Planta Med 2008; 74 - PA162
DOI: 10.1055/s-0028-1084160

Investigations of cytotoxicity of Lippia dulcis Trev. on the human hepatoma cell line HepG2

R Nayal 1, MF Melzig 1
  • 1Free University of Berlin, Institute of Pharmacy, Königin-Luise-Str. 2+4, 14195 Berlin, Germany

Lippia dulcis Trev. is an intensely sweet plant native to tropical America and contains the sesquiterpenoid sweetener (+)-hernandulcin in the essential oil [1].

The effects of the essential oil (I) and hernandulcin (II) were investigated in the human hepatocellular carcinoma cell line HepG2. Cells were incubated with I at 50,150 and 250µg/ml and with II at 25, 68 and 150µg/ml for 4–48h. Morphologic evaluation of apoptotic cells was performed by fluorescent staining (acridine orange/ethidium bromide) [2]. The formation of DNA ladder in HepG2 cells treated with I and II was monitored by electrophoresis on 1.5% agarose gels [3], staurosporine was used as positive control [4]. The cytotoxicity was determined with MTT assay and LDH assay (lactate dehydrogenase leakage), which is a measure of membrane integrity after incubating the cells with different concentrations of I (50–250µg/ml) and II (6.25–150µg/ml) for 4h [5,6].

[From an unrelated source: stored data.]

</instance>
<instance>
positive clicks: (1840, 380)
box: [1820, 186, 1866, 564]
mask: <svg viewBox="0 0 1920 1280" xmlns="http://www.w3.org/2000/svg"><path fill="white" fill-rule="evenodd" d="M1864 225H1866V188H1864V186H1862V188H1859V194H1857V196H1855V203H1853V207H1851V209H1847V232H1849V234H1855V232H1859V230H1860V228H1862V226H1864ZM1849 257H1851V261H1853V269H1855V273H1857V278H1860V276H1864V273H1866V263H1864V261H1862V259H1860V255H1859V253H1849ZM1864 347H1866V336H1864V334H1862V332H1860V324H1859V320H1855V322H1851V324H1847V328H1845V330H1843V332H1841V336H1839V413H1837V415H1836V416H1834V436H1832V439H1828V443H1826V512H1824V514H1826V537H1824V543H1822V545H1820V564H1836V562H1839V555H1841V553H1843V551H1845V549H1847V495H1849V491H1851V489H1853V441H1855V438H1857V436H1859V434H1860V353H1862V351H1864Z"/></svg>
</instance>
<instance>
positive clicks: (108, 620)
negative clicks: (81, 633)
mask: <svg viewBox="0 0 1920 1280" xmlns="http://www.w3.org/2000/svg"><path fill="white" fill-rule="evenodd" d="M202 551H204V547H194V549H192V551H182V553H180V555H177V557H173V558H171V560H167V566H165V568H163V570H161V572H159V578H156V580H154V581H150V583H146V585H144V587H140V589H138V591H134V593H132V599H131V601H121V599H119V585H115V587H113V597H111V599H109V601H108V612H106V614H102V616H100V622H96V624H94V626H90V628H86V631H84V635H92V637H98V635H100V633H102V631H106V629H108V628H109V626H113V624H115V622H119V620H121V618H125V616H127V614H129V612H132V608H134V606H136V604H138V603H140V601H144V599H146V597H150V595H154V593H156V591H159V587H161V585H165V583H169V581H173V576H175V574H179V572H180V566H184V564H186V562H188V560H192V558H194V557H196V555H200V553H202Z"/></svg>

Apoptotic morphology was observed in HepG2 cells treated with I and II from a concentration of 150 and 68µg/ml respectively. DNA fragmentation analysis demonstrated that the apoptosis of cells appeared already after 4h of treatment and that the action of I and II is both dose- and time course-dependent. I and II did not increase LDH leakage, a significant (P<0.05) increase in LDH leakage was found only after incubating the cells with the highest concentration (250µg/ml) of I. Whereas MTT results showed that the proliferation of HepG2 cells was significantly inhibited by I at 150, 200 and 250µg/ml and II at 50,100 and 150µg/ml. We suggest that I and II show at higher concentration cytotoxicity and induce mainly apoptosis in HepG2 cell lines.

References: 1. Compadre, CM. et al. (1985) Science 227:417–419.

2. McGahon, AJ. et al. (1995) Methods Cell Biol. 46:153–185.

3. Tamura, H. et al. (2003) Int J Mol Med. 11:369–374.

4. Lee, YI. et al. (2004)J Biol Chem. 279:15460–15471.

5. Mosmann, T. et al. (1983)J. Immunol. Methods 65:55–63.

6. Masanet, J. et al. (1988) Toxicol. in Vitro 2:275–282.